Life with even a few inches of snow is just that much harder, roads slick and clunky boots required (which track mud and snow into the plant and make the freshly waxed office floors and slick concrete halls treacherous), bottom inch of pants perpetually wet, thick-gloved fingers fumbling with keys in darkness that is never so complete in the summer. When on full blast, the heater in my truck messes with the reception of the four stations I get here, which really doesn't matter anyway because when it's cold the grommet in my speedometer buzzes so loudly that I can't hear the radio over it, anyway.

And it doesn't matter that the speedometer doesn't work, because last winter the orange plastic needle got brittle in the cold and shattered into a dozen pieces. I'm desperate for the new car (due here by December 17th at the latest, please God) but lamenting bringing it into this cold, cruel world. Still... Sirius®. Bring it on. I'll never have to listen to "Forgotten Oldie Friday" or "Disco Thursday" or "Mark and Bill's Excellent Rock and Roll Adventure" ever, ever again, or suffer through the too-much-talk morning shows on the Utah stations.

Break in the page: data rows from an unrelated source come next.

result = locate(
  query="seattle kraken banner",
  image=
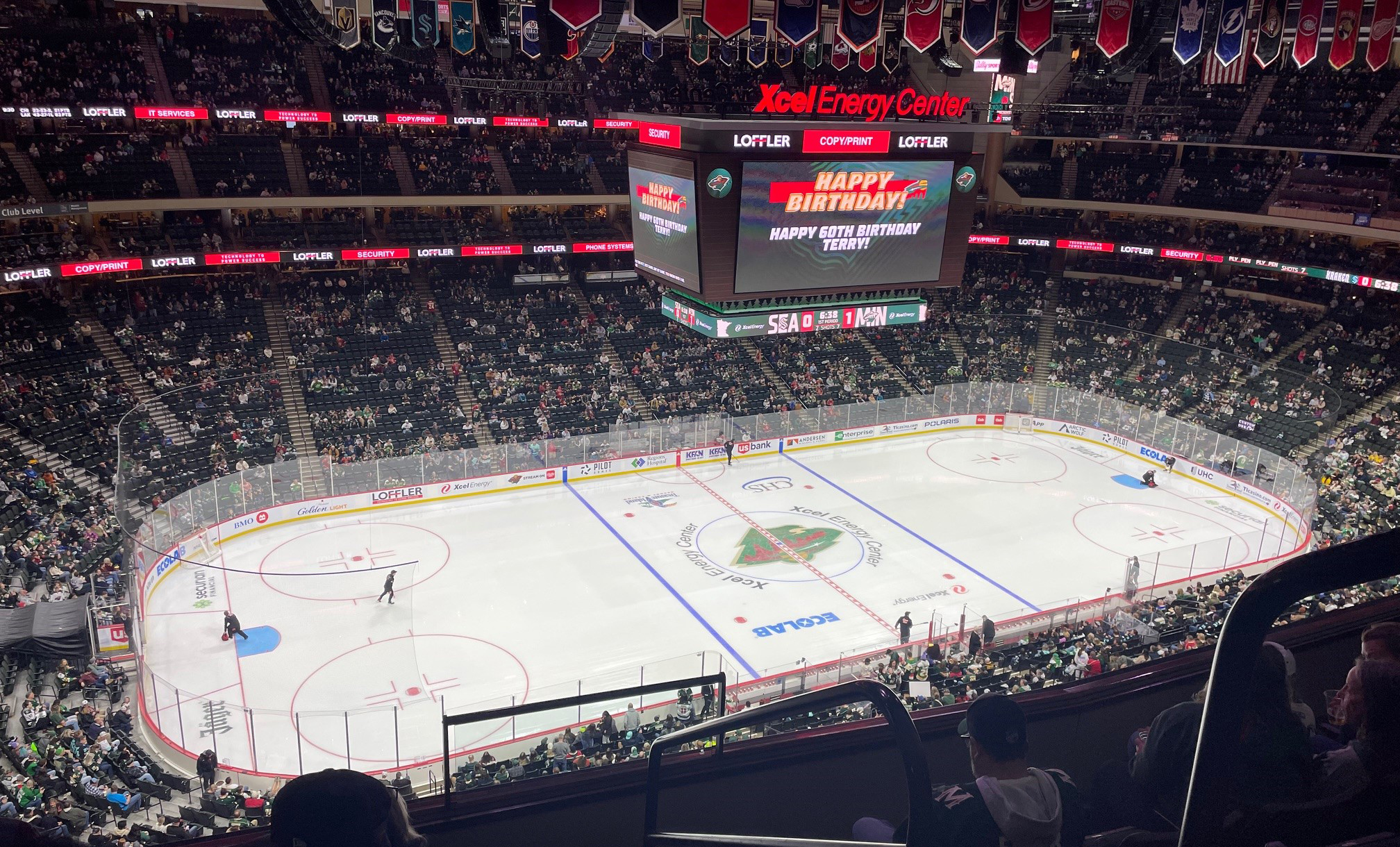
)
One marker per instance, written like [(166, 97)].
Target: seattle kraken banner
[(858, 23), (1230, 37), (464, 26), (1186, 45), (979, 28)]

I'm glad for December, ready to quickly, efficiently navigate the holidays and get on with 2008. 2007 was extraordinarily good to me, but I can't see, after the last decade, why 2008 shouldn't offer even more in the way of improvements. 2007 was for wrapping up, making things official, confirming, reaffirming. Now it's time to move forward. Preferably at warp speed. Come on, December. Don't dally.